Cours du 02 février 2001
la métaphysique et le respect
L’impossibilité de faire de la marque une sorte de signe, ou encore l’impossibilité de faire de la distinction une sorte de différence, oblige à scinder la question du respect entre une nécessité de la réflexion (le respect comme commandement) et une réalité de la sensibilité (le respect comme sentiment) et à faire de la seconde instance l’instrument de déconstruction de la première. Dire que la question du respect s’entend à l’encontre de celle du transcendantal en général parce qu’il n’y a pas de différence entre respecter un être et reconnaître qu’il compte (alors que le transcendantal est suffisamment défini quand nous avons dit que l’objet importe mais ne compte pas), c’est poser l’impossibilité pour ce qui inspire du respect d’être repris dans les a priori de la réflexion. Mon idée d’aujourd’hui est donc de considérer le respect comme une exclusivité actuelle relativement à la métaphysique : on ne respecte qu’à se situer en impossibilité subjective de la position métaphysique, et réciproquement on peut dire que cette impossibilité libère un espace, celui de la rencontre, dont le respect sera l’épreuve.

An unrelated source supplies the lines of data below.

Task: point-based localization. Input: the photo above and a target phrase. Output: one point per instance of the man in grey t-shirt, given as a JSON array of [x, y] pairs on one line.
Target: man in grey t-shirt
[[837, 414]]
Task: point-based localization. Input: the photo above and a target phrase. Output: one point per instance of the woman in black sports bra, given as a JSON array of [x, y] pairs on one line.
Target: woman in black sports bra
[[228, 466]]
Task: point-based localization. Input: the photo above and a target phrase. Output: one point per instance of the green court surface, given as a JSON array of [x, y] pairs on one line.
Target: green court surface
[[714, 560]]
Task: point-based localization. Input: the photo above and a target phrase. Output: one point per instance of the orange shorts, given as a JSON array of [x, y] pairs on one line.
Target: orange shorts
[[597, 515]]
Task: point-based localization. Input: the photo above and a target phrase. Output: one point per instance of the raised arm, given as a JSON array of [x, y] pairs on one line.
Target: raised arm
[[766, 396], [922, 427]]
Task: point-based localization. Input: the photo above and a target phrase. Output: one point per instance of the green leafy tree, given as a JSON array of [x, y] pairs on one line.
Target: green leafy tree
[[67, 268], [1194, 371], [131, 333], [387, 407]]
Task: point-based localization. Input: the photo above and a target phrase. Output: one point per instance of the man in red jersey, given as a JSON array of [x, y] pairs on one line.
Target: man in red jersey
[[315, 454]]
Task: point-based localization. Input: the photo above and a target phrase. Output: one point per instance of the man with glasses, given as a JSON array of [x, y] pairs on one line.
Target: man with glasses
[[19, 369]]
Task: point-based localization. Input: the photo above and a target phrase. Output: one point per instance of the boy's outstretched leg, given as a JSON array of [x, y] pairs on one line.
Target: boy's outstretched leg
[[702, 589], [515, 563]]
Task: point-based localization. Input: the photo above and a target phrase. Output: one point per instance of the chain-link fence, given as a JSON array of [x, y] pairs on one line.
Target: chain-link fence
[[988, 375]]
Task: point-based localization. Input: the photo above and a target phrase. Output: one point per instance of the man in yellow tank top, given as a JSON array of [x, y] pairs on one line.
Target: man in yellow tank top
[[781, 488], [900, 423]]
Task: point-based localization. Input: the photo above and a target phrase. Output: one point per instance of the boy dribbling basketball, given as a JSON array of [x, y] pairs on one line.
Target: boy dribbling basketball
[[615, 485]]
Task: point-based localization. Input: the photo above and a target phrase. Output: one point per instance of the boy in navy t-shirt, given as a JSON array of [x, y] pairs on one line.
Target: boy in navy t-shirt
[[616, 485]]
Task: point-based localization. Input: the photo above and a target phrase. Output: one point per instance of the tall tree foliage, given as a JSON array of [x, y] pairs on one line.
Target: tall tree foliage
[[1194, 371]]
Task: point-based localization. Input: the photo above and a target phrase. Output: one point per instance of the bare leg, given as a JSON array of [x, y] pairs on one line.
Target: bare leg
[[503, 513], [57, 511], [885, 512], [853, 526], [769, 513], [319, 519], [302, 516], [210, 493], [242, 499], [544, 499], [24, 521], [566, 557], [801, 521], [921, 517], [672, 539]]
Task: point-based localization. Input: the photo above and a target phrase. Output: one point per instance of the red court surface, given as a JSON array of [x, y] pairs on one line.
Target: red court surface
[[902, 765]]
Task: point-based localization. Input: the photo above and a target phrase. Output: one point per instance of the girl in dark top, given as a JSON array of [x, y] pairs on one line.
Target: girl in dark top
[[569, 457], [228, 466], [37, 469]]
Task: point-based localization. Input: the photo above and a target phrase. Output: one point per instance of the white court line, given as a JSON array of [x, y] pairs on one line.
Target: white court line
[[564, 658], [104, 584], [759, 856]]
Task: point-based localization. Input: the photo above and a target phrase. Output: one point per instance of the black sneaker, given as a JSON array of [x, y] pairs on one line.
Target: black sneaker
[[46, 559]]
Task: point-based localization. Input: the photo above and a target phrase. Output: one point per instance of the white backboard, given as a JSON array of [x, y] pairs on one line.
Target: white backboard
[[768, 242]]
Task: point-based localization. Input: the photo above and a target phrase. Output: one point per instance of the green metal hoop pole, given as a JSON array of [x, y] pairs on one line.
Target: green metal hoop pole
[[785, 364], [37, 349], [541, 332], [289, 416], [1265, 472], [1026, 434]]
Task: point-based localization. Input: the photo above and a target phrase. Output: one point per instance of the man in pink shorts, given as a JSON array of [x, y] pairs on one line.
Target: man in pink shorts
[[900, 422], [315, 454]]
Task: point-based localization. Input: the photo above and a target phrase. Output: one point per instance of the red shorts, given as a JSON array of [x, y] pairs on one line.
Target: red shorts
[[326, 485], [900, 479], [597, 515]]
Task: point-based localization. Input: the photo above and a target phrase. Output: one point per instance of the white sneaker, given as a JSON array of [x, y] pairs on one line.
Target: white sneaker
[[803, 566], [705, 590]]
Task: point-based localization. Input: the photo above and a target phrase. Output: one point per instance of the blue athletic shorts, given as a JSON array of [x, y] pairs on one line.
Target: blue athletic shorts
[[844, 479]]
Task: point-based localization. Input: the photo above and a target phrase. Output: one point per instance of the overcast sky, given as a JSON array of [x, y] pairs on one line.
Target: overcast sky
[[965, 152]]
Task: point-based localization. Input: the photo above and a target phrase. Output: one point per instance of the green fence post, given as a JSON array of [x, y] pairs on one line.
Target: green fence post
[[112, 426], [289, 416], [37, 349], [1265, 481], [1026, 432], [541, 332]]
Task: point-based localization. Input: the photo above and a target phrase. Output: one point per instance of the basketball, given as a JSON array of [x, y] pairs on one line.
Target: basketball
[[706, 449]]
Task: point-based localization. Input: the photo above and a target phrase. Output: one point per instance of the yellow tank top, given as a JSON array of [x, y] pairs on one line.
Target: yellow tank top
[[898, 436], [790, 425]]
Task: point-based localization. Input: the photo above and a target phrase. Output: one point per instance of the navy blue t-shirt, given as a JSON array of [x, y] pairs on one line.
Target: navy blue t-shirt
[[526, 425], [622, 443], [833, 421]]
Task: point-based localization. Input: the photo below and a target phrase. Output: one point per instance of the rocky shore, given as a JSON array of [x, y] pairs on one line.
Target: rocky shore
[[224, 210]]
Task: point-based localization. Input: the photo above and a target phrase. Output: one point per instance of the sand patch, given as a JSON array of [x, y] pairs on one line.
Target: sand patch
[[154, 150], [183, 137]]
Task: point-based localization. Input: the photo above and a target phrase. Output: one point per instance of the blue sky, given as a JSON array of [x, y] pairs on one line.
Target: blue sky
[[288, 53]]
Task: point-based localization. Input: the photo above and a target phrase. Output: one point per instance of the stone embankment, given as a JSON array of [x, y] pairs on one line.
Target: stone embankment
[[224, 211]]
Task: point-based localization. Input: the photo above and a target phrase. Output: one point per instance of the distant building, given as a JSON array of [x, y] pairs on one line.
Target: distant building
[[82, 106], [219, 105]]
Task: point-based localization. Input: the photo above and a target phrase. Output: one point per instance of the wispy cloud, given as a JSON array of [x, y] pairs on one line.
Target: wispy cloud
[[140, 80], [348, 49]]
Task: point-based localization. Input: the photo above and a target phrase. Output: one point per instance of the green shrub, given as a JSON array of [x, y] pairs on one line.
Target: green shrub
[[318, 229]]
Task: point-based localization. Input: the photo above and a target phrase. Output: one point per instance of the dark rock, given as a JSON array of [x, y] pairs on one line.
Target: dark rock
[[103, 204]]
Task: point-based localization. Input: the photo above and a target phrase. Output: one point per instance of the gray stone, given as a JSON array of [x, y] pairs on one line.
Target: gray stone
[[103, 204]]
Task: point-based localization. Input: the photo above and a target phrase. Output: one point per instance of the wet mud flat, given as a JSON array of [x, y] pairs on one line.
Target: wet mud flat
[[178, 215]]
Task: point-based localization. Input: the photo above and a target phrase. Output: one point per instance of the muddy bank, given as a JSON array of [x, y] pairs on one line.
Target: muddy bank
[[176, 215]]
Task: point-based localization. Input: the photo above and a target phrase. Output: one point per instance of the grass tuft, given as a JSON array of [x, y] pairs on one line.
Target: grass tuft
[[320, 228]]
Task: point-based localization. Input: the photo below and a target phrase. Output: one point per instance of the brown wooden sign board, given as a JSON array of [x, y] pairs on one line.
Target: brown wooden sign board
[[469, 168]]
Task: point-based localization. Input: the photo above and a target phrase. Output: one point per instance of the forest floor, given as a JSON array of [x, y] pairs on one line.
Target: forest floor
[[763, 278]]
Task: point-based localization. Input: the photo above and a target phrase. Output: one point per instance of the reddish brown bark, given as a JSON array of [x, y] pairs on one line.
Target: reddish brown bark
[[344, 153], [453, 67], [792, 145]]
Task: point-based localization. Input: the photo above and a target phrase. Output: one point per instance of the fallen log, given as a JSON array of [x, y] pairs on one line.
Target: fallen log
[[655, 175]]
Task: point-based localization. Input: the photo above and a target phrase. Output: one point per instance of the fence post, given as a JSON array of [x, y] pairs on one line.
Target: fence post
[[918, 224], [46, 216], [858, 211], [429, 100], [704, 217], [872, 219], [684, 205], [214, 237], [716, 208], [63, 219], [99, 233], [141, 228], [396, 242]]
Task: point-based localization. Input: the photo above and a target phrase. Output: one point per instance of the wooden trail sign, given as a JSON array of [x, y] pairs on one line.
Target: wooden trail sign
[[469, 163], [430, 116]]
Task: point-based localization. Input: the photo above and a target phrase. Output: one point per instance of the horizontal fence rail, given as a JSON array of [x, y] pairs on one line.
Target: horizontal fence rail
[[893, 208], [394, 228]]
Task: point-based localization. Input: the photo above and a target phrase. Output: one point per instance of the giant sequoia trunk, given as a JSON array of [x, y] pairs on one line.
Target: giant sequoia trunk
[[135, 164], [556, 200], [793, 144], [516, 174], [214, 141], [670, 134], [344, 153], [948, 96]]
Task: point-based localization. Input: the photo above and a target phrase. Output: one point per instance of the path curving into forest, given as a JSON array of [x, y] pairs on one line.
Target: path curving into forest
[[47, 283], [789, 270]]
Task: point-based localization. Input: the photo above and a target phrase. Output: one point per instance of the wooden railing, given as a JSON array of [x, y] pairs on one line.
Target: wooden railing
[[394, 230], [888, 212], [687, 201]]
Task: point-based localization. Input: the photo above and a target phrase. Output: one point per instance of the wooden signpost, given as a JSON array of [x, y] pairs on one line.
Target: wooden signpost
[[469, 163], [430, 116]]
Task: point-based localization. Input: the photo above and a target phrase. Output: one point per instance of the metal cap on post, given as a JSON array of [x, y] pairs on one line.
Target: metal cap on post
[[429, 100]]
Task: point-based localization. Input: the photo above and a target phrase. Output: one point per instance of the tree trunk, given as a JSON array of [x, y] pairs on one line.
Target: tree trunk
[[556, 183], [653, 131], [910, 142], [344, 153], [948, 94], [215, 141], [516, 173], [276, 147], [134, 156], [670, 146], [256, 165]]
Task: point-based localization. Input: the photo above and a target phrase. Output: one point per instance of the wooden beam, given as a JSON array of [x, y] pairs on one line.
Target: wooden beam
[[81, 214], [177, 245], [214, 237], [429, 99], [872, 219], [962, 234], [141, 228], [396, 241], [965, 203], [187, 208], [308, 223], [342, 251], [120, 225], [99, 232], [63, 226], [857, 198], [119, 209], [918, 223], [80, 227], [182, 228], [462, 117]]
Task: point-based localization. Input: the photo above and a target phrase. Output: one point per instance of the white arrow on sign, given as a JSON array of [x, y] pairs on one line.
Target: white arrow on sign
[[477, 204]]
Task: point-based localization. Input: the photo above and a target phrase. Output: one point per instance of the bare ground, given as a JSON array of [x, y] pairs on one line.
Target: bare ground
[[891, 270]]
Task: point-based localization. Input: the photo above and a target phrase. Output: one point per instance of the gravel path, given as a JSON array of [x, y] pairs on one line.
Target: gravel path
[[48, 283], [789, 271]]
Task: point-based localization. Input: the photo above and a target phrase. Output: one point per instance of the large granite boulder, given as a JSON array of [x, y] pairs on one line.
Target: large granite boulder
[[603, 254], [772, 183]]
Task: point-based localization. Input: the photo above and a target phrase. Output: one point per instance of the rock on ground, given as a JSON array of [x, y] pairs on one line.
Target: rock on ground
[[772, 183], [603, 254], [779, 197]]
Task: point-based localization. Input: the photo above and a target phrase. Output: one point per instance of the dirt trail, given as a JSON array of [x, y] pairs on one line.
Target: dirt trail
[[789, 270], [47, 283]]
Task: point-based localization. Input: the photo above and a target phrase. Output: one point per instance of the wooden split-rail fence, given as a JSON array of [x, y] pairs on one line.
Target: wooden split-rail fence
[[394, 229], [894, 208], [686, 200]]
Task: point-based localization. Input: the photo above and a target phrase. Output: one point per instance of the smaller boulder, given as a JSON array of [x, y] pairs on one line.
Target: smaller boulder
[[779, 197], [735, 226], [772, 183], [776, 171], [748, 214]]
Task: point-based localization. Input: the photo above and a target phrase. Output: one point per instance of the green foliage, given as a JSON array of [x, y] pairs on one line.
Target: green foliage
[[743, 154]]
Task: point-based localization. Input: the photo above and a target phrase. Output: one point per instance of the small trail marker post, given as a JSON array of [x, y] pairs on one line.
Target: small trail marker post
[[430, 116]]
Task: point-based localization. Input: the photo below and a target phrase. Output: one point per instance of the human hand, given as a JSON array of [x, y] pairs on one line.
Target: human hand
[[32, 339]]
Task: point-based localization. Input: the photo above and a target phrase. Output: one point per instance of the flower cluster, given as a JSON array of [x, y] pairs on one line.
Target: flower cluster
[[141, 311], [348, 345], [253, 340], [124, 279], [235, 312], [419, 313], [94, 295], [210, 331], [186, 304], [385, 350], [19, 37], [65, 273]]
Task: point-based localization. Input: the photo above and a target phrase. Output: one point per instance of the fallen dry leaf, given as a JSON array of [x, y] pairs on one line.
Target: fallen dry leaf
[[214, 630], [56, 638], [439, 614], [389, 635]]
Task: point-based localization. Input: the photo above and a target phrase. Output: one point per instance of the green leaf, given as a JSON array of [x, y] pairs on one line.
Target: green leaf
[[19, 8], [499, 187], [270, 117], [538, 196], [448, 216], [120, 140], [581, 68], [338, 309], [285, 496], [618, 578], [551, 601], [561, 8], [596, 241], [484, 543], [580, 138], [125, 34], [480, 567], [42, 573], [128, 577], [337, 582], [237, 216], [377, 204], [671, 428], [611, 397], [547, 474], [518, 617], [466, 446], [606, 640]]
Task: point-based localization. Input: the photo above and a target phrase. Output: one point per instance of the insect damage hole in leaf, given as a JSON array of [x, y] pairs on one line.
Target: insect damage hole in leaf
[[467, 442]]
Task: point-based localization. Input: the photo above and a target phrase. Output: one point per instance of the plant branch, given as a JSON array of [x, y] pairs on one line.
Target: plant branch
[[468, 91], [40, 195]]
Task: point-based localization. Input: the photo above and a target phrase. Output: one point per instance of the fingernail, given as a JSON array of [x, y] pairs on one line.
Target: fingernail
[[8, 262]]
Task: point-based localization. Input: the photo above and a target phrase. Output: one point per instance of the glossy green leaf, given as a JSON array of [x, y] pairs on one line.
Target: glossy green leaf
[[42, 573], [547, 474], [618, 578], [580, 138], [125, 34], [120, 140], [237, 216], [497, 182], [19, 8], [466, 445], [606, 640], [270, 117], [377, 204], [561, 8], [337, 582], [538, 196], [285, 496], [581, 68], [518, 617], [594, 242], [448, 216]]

Respect : l’encontre du métaphysique
Par métaphysique, j’entends exactement ce que la marque se constitue d’exclure – l’ordre du signe. Partout où du signe est en instance de gouvernement, est l’ordre métaphysique ; de sorte que l’on peut aussi bien définir notre réalité, à nous qui sommes originellement faits de langage, comme l’ordre du métaphysique (le langage ouvre le monde). Mais précisément : nous ne nous remettrons jamais d’être faits de langage, ni de toutes les autres épreuves que nous avons traversées (cette ouverture laisse une marque, un ombilic). Et cela, à mon avis, opère la distinction de la vérité et du métaphysique, telle qu’elle s’impose notamment dans l’éthique. La question du respect relève bien sûr de cette nécessité : là où je respecte, les raisons ne comptent pas bien qu’elles importent toujours, le respect lui-même trouvant son principe dans cette distinction.
La récusation du métaphysique n’en est donc pas la négation, dont l’idée serait aussi absurde (peut-on nier la finalité inhérente au signe, c’est-à-dire la nécessité que toute conscience soit reconnaissance d’un sens ?) que naïve (on ne pourrait dépasser les raisons qui importent qu’au nom de raisons qui soient encore plus importantes). La question philosophique du respect tient dans ce cadre, à mon avis.
Respecter n’est pas estimer, même moralement ; dans le respect, les raisons morales ne comptent pas, donc. D’un autre côté, il est impossible de respecter sans estimer. La « distinction » constitutive du respect tient dans ce nouage, c’est-à-dire dans l’impossibilité que compte ce qui doit nécessairement importer.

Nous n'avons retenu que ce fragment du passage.